The adventure unfolded and led to tremendous spiritual growth and a community of people committed to loving each other and God. Before long, more and more people joined in on this miraculous adventure.
The church grew from 15 members to around 225 in just five short years.
“One thing I discovered is that Lutherans love it if you preach from the Bible,” laughed Mueller. “That was a big deal, and everything just took off. I was also determined that we would be a church that lived life together, eating meals together, coming together as a community in each other’s houses.”
“People crave this,” Mueller said. “They don’t want to be lonely anymore. They want to be with people they can laugh with, grieve with.”
A place of healing
Mueller knew a thing or two about grieving. His departure from the Baptist church hadn’t been a positive one, and it left him broken. St. James had been broken, too. After all, at one time, the church nearly closed.
Now that the church was starting to grow too big for its space, the leadership knew it would be wise to call their LCEF District Vice President Paul Reaves to discuss Ministry Clarity before any next steps were taken.
Conversations during the strategic planning and vision process kept returning to this: St. James is a place of healing. Through LCEF’s Ministry Clarity process, they found that the three pillars of healing, community and restoration resonated, not only with Mueller, but with so many other congregation members.
“We were able to see things that we weren’t going to see ourselves because we were too close to the situation,” said Mueller. “We had to step outside and see what God was doing from a fly-on-the-wall perspective.
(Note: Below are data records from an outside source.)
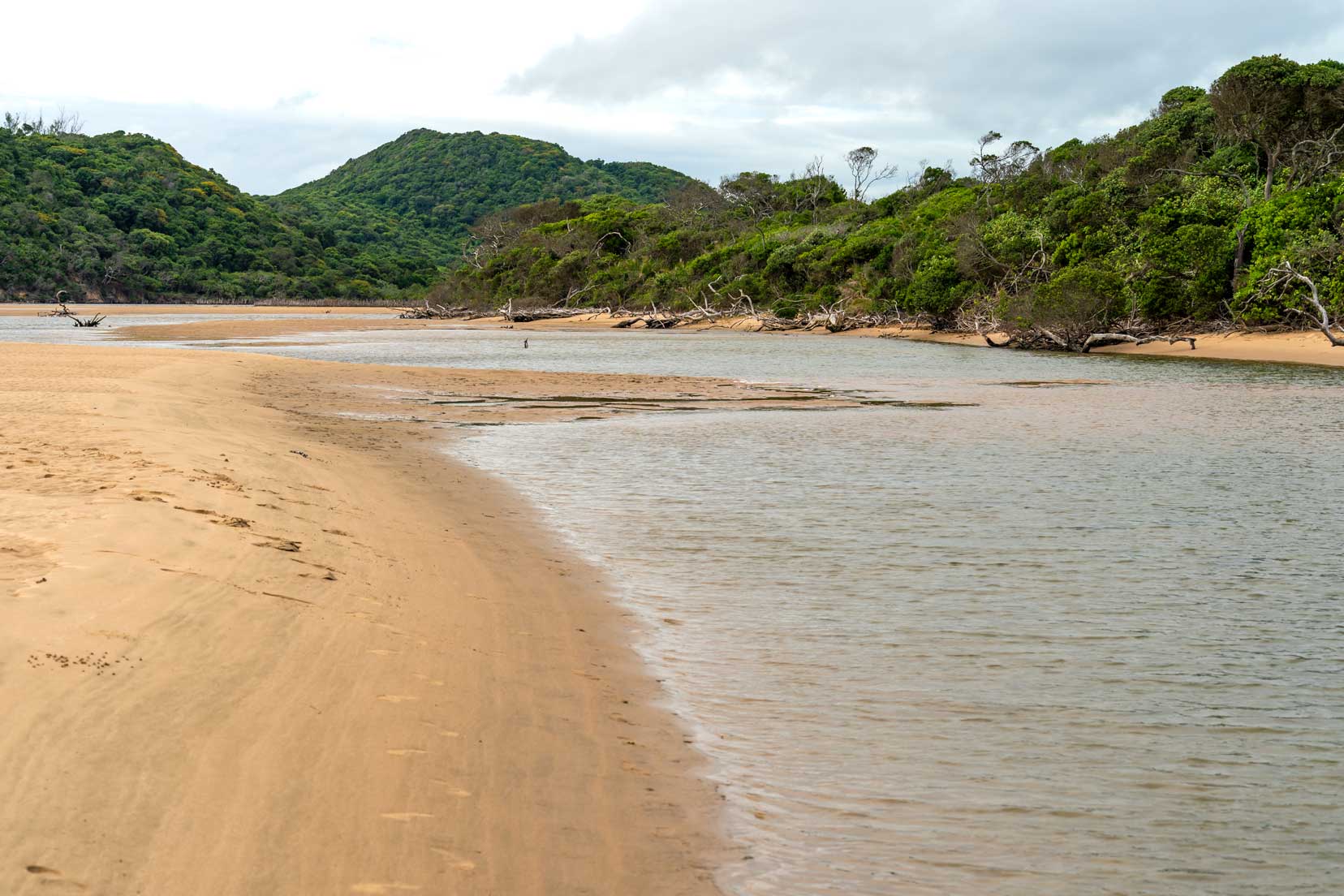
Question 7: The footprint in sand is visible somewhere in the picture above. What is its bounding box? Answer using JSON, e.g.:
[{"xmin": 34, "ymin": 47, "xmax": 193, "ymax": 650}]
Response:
[
  {"xmin": 430, "ymin": 846, "xmax": 476, "ymax": 871},
  {"xmin": 429, "ymin": 778, "xmax": 472, "ymax": 799},
  {"xmin": 350, "ymin": 882, "xmax": 420, "ymax": 896},
  {"xmin": 24, "ymin": 865, "xmax": 88, "ymax": 890}
]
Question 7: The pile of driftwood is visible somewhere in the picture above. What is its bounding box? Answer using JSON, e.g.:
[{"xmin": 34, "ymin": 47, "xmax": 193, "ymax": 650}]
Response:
[
  {"xmin": 498, "ymin": 302, "xmax": 611, "ymax": 324},
  {"xmin": 47, "ymin": 301, "xmax": 107, "ymax": 326},
  {"xmin": 980, "ymin": 326, "xmax": 1195, "ymax": 355},
  {"xmin": 397, "ymin": 299, "xmax": 476, "ymax": 321}
]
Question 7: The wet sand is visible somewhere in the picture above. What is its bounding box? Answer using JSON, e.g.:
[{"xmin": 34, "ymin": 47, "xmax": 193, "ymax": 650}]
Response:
[
  {"xmin": 0, "ymin": 302, "xmax": 399, "ymax": 317},
  {"xmin": 0, "ymin": 344, "xmax": 769, "ymax": 894}
]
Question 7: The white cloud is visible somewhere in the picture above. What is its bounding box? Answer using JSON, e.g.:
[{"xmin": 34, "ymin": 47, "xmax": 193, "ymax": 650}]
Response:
[{"xmin": 0, "ymin": 0, "xmax": 1344, "ymax": 192}]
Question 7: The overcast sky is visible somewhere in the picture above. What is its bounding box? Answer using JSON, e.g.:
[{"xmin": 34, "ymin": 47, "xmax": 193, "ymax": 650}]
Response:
[{"xmin": 0, "ymin": 0, "xmax": 1344, "ymax": 193}]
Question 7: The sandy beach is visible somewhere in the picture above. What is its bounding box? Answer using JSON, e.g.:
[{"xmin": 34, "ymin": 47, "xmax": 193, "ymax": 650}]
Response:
[
  {"xmin": 0, "ymin": 345, "xmax": 768, "ymax": 896},
  {"xmin": 18, "ymin": 305, "xmax": 1322, "ymax": 367}
]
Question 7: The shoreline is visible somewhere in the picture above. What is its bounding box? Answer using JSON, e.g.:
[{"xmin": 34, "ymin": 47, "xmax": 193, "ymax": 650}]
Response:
[
  {"xmin": 15, "ymin": 305, "xmax": 1328, "ymax": 367},
  {"xmin": 0, "ymin": 344, "xmax": 747, "ymax": 894}
]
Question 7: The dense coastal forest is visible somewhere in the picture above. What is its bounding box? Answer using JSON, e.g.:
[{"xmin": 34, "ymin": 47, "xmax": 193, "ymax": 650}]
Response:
[
  {"xmin": 0, "ymin": 57, "xmax": 1344, "ymax": 340},
  {"xmin": 0, "ymin": 124, "xmax": 690, "ymax": 301},
  {"xmin": 449, "ymin": 57, "xmax": 1344, "ymax": 345}
]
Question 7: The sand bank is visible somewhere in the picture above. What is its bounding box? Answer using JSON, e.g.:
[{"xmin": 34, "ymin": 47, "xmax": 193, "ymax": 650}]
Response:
[
  {"xmin": 99, "ymin": 309, "xmax": 1344, "ymax": 367},
  {"xmin": 0, "ymin": 345, "xmax": 752, "ymax": 896},
  {"xmin": 0, "ymin": 302, "xmax": 399, "ymax": 317}
]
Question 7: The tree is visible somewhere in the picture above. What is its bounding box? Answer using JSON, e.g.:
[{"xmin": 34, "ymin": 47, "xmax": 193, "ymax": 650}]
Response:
[
  {"xmin": 719, "ymin": 170, "xmax": 786, "ymax": 246},
  {"xmin": 844, "ymin": 146, "xmax": 898, "ymax": 203},
  {"xmin": 971, "ymin": 131, "xmax": 1040, "ymax": 203},
  {"xmin": 1208, "ymin": 55, "xmax": 1344, "ymax": 199}
]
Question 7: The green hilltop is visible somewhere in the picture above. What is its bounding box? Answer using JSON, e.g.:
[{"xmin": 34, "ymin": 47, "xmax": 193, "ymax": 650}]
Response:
[
  {"xmin": 434, "ymin": 57, "xmax": 1344, "ymax": 339},
  {"xmin": 0, "ymin": 124, "xmax": 690, "ymax": 301}
]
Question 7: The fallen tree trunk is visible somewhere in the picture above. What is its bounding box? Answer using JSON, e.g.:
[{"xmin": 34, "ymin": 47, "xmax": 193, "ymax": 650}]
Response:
[
  {"xmin": 398, "ymin": 299, "xmax": 476, "ymax": 321},
  {"xmin": 1079, "ymin": 333, "xmax": 1195, "ymax": 355}
]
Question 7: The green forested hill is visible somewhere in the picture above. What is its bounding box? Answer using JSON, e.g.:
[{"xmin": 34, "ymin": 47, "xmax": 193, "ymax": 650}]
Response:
[
  {"xmin": 269, "ymin": 129, "xmax": 691, "ymax": 265},
  {"xmin": 0, "ymin": 127, "xmax": 373, "ymax": 299},
  {"xmin": 0, "ymin": 124, "xmax": 687, "ymax": 301},
  {"xmin": 440, "ymin": 57, "xmax": 1344, "ymax": 339}
]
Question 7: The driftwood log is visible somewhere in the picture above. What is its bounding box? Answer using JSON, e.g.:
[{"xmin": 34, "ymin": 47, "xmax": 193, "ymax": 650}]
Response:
[{"xmin": 980, "ymin": 326, "xmax": 1195, "ymax": 355}]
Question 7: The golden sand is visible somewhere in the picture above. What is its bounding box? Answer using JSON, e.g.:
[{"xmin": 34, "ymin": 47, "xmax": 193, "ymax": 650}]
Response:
[{"xmin": 0, "ymin": 345, "xmax": 734, "ymax": 896}]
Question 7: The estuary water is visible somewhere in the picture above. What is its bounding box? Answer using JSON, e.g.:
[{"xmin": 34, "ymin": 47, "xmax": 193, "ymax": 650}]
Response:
[{"xmin": 0, "ymin": 318, "xmax": 1344, "ymax": 896}]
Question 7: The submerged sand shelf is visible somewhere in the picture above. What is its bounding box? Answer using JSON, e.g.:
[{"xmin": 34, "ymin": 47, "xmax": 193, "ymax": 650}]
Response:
[
  {"xmin": 81, "ymin": 305, "xmax": 1344, "ymax": 367},
  {"xmin": 0, "ymin": 345, "xmax": 733, "ymax": 894}
]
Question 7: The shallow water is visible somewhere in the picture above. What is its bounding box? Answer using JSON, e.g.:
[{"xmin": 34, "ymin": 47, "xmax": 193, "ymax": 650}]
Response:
[
  {"xmin": 443, "ymin": 340, "xmax": 1344, "ymax": 894},
  {"xmin": 0, "ymin": 318, "xmax": 1344, "ymax": 896}
]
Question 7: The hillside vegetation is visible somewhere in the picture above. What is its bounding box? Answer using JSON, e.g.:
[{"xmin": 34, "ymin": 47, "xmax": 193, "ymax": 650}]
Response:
[
  {"xmin": 434, "ymin": 57, "xmax": 1344, "ymax": 343},
  {"xmin": 0, "ymin": 124, "xmax": 688, "ymax": 301},
  {"xmin": 269, "ymin": 129, "xmax": 691, "ymax": 265}
]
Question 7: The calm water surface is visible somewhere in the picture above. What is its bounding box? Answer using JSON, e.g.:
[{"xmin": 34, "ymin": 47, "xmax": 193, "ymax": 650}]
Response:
[{"xmin": 0, "ymin": 318, "xmax": 1344, "ymax": 896}]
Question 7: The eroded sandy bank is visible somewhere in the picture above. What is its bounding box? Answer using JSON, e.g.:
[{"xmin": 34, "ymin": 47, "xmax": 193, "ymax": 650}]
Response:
[
  {"xmin": 97, "ymin": 308, "xmax": 1344, "ymax": 367},
  {"xmin": 0, "ymin": 345, "xmax": 760, "ymax": 894}
]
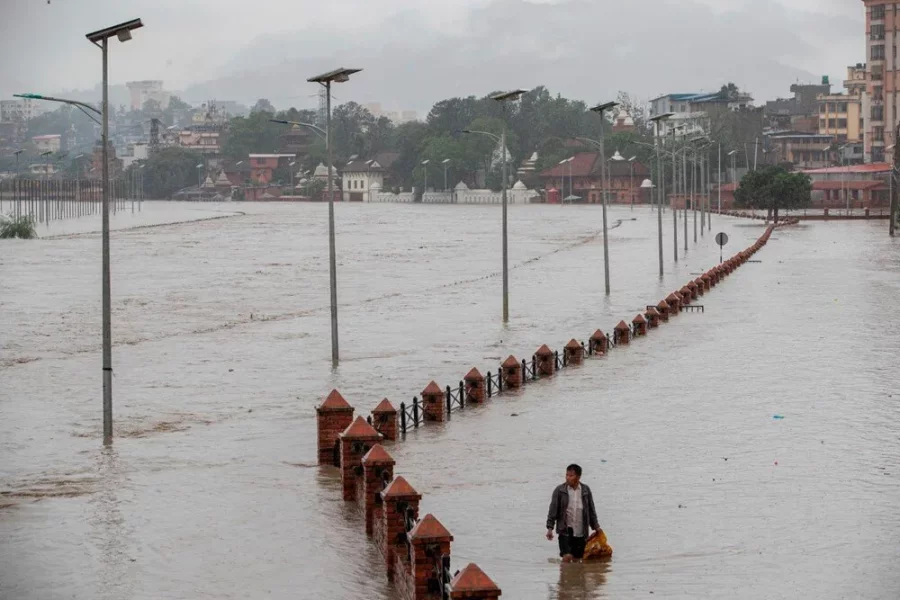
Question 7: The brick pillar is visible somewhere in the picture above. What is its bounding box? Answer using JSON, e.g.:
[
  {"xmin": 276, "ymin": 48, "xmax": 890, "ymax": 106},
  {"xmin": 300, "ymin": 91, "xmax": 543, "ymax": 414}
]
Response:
[
  {"xmin": 684, "ymin": 281, "xmax": 700, "ymax": 300},
  {"xmin": 422, "ymin": 381, "xmax": 445, "ymax": 422},
  {"xmin": 534, "ymin": 344, "xmax": 556, "ymax": 377},
  {"xmin": 563, "ymin": 339, "xmax": 584, "ymax": 365},
  {"xmin": 692, "ymin": 277, "xmax": 706, "ymax": 297},
  {"xmin": 656, "ymin": 300, "xmax": 669, "ymax": 323},
  {"xmin": 463, "ymin": 367, "xmax": 484, "ymax": 403},
  {"xmin": 666, "ymin": 294, "xmax": 681, "ymax": 317},
  {"xmin": 450, "ymin": 563, "xmax": 502, "ymax": 600},
  {"xmin": 373, "ymin": 475, "xmax": 422, "ymax": 580},
  {"xmin": 500, "ymin": 355, "xmax": 522, "ymax": 388},
  {"xmin": 372, "ymin": 398, "xmax": 398, "ymax": 442},
  {"xmin": 409, "ymin": 514, "xmax": 453, "ymax": 600},
  {"xmin": 631, "ymin": 314, "xmax": 647, "ymax": 336},
  {"xmin": 340, "ymin": 417, "xmax": 382, "ymax": 500},
  {"xmin": 362, "ymin": 444, "xmax": 397, "ymax": 535},
  {"xmin": 316, "ymin": 390, "xmax": 353, "ymax": 467},
  {"xmin": 591, "ymin": 329, "xmax": 609, "ymax": 354}
]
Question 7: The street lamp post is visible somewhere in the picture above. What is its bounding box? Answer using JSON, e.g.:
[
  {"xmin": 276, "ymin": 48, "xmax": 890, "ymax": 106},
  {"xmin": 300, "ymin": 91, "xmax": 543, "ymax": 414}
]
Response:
[
  {"xmin": 86, "ymin": 19, "xmax": 143, "ymax": 446},
  {"xmin": 650, "ymin": 113, "xmax": 678, "ymax": 278},
  {"xmin": 628, "ymin": 156, "xmax": 637, "ymax": 210},
  {"xmin": 591, "ymin": 102, "xmax": 619, "ymax": 296},
  {"xmin": 490, "ymin": 89, "xmax": 528, "ymax": 323},
  {"xmin": 307, "ymin": 67, "xmax": 362, "ymax": 367},
  {"xmin": 441, "ymin": 158, "xmax": 450, "ymax": 194}
]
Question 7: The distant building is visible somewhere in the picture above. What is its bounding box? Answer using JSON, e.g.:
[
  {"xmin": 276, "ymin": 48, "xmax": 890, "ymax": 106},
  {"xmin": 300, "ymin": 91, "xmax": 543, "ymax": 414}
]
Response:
[
  {"xmin": 0, "ymin": 98, "xmax": 43, "ymax": 123},
  {"xmin": 613, "ymin": 110, "xmax": 634, "ymax": 133},
  {"xmin": 763, "ymin": 78, "xmax": 831, "ymax": 133},
  {"xmin": 341, "ymin": 159, "xmax": 384, "ymax": 202},
  {"xmin": 650, "ymin": 92, "xmax": 753, "ymax": 136},
  {"xmin": 249, "ymin": 154, "xmax": 294, "ymax": 185},
  {"xmin": 538, "ymin": 152, "xmax": 650, "ymax": 204},
  {"xmin": 125, "ymin": 80, "xmax": 171, "ymax": 110},
  {"xmin": 31, "ymin": 134, "xmax": 62, "ymax": 152}
]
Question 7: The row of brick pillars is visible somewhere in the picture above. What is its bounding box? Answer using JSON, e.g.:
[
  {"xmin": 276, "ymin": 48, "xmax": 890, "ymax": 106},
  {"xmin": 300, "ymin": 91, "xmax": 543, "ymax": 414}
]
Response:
[{"xmin": 316, "ymin": 390, "xmax": 501, "ymax": 600}]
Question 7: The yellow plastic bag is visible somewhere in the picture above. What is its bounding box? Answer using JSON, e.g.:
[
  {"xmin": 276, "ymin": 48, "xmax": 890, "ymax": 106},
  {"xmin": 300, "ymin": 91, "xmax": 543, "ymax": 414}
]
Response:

We saw that many people had come out of church situations where they’d been wounded for one reason or another.”
Tom Eggebrecht, senior vice president of LCEF Ministry Solutions, was also instrumental in helping St. James to narrow down their ministry focus and identity.
“He helped us see who we are and how God had gifted us specifically for certain things,” Mueller said. “We learned to ask, ‘Does this ministry fit within these three pillars?’ We’re really thinking about developing a counseling center in the future, helping people focus on what the Gospel means for fractured relationships and broken experiences.”
A great joy
St. James has embarked on a five-year plan and capital campaign because of its Ministry Clarity work. They’re hoping to add some educational space, sanctuary space, offices and a narthex so that the congregation can gather. Mueller mentioned that he wouldn’t have been able to undertake any of those plans on his own—and that the bonus is getting to know Eggebrecht and Reaves.
“It has been a true joy to work with St. James on the LCEF Ministry Clarity process,” Eggebrecht said. “As a congregation that has risen out of the ashes, St. James is filled with a dynamic pastor, passionate leaders and a willing congregation that has this ministry poised to grow and build, but especially to expand God’s Kingdom in creative ways.”
St. James continues to grow, not just in membership but spiritually.
“This has been a once-in-a-lifetime experience,” said Mueller, “all starting with Good Shepherd’s sacrifice to pay a pastor to keep a church alive—they didn’t need to do that.”
“At a time when I wasn’t interested in Christianity, God decided that Pastor Walther would disciple me, come to my house and save my life,” Mueller explained. “I experienced a ton of healing, and my marriage did too.”
The thought of St. James going from the brink of closure to now being a wonderful, vibrant church is nothing short of a miracle. Of course, God is in the business of doing miracles, and St. James is a living testament to it.